In the above embodiment, an example in which the throttles 240 are formed at both ends of the pressure chamber 31 in the extending direction is shown, but the present invention is not limited to this, and the pressure chamber 31 communicates with the common chambers 271 and 272 at both ends. The aperture 240 may be formed only on one of the entrances on both sides. For example, an aperture 240 having a higher fluid resistance than the inside of the pressure chamber 31 is formed at one end, and the other end has the same fluid resistance as the inside of the pressure chamber 31, such as the cross-sectional area of the inside of the pressure chamber 31. A configuration having the same cross-sectional area of the communication port may be used.

Further, for example, the liquid to be ejected is not limited to printing ink, and may be a device that ejects a liquid containing conductive particles for forming a wiring pattern of a printed wiring board.

In the above embodiments, the inkjet head is used in a liquid ejection device such as an inkjet printer. However, it is not limited to this, and can also be used in, for example, 3D printers, industrial manufacturing machines, and medical applications. It is possible to reduce the size, weight, and cost.

According to at least one embodiment described above, it is possible to provide a liquid ejection head and a method for manufacturing the liquid ejection head that can ensure stable ejection characteristics.
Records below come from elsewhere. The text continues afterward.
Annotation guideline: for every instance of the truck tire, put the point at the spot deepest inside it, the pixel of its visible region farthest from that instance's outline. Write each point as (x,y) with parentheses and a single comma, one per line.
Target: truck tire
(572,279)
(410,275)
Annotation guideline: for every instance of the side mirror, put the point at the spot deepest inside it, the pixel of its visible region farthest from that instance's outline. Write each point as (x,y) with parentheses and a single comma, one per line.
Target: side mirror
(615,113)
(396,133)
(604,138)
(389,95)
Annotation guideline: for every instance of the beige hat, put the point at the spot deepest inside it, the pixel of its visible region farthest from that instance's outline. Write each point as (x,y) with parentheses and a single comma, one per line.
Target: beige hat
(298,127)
Additionally, while several embodiments of the invention have been described, these embodiments have been presented by way of example and are not intended to limit the scope of the invention. These novel embodiments can be implemented in various other forms, and various omissions, replacements, and modifications can be made without departing from the scope of the invention. These embodiments and modifications thereof are included in the scope and gist of the invention, and are included in the scope of the invention described in the claims and equivalents thereof.

DESCRIPTION OF SYMBOLS 10... Inkjet head 11... Actuator base 12... Nozzle plate 13... Frame 17... Circuit board 18... Manifold 21... Substrate 22... Actuator 201... Actuator member 202... Diaphragm member 203... Piezoelectric member , 25 Supply hole 26 Discharge hole 27 Ink chamber 31 Pressure chamber 32 Air chamber 33 Side wall 34 Electrode layer 51 Film 52 Drive IC chip 100 Inkjet printer Reference Signs List 111 housing 112 medium supply unit 113 image forming unit 114 medium discharge unit 115 transport device 116 control unit 117 support unit 118 transport belt 119 support plate 120 Belt roller 121 Guide plate pair 122 Carrying roller 130 Head unit 132 Ink tank 133 Connection channel 134 Circulation pump 211 Pattern wiring 221 Side surface 222 Top , 240... Aperture, 242... Aperture opening, 271... First common chamber, 27... Ink chamber, 272... Second common chamber.

Claims (5)

an actuator section made of a piezoelectric member and having a pressure chamber and an air chamber;
a throttling portion made of a piezoelectric member, provided at openings on both sides of the pressure chamber, and having throttling openings communicating with the pressure chamber and increasing fluid resistance of the pressure chamber;
A share mode shared wall liquid ejection head. electrodes are formed in the pressure chamber and the aperture;
the electrode of the pressure chamber and the electrode of the throttle opening are electrically connected;
The liquid ejection head according to claim 1. 3. The liquid ejection head according to claim 1, wherein said throttle section and said actuator section are made of different members. the actuator section is configured by stacking a plurality of piezoelectric bodies with a predetermined thickness ratio,
4. The liquid ejection head according to claim 3, wherein said throttle section is formed by laminating a plurality of piezoelectric bodies with a thickness ratio different from that of said actuator section. 3. The liquid ejection head according to claim 1, wherein said actuator section and said throttle section are integrally formed.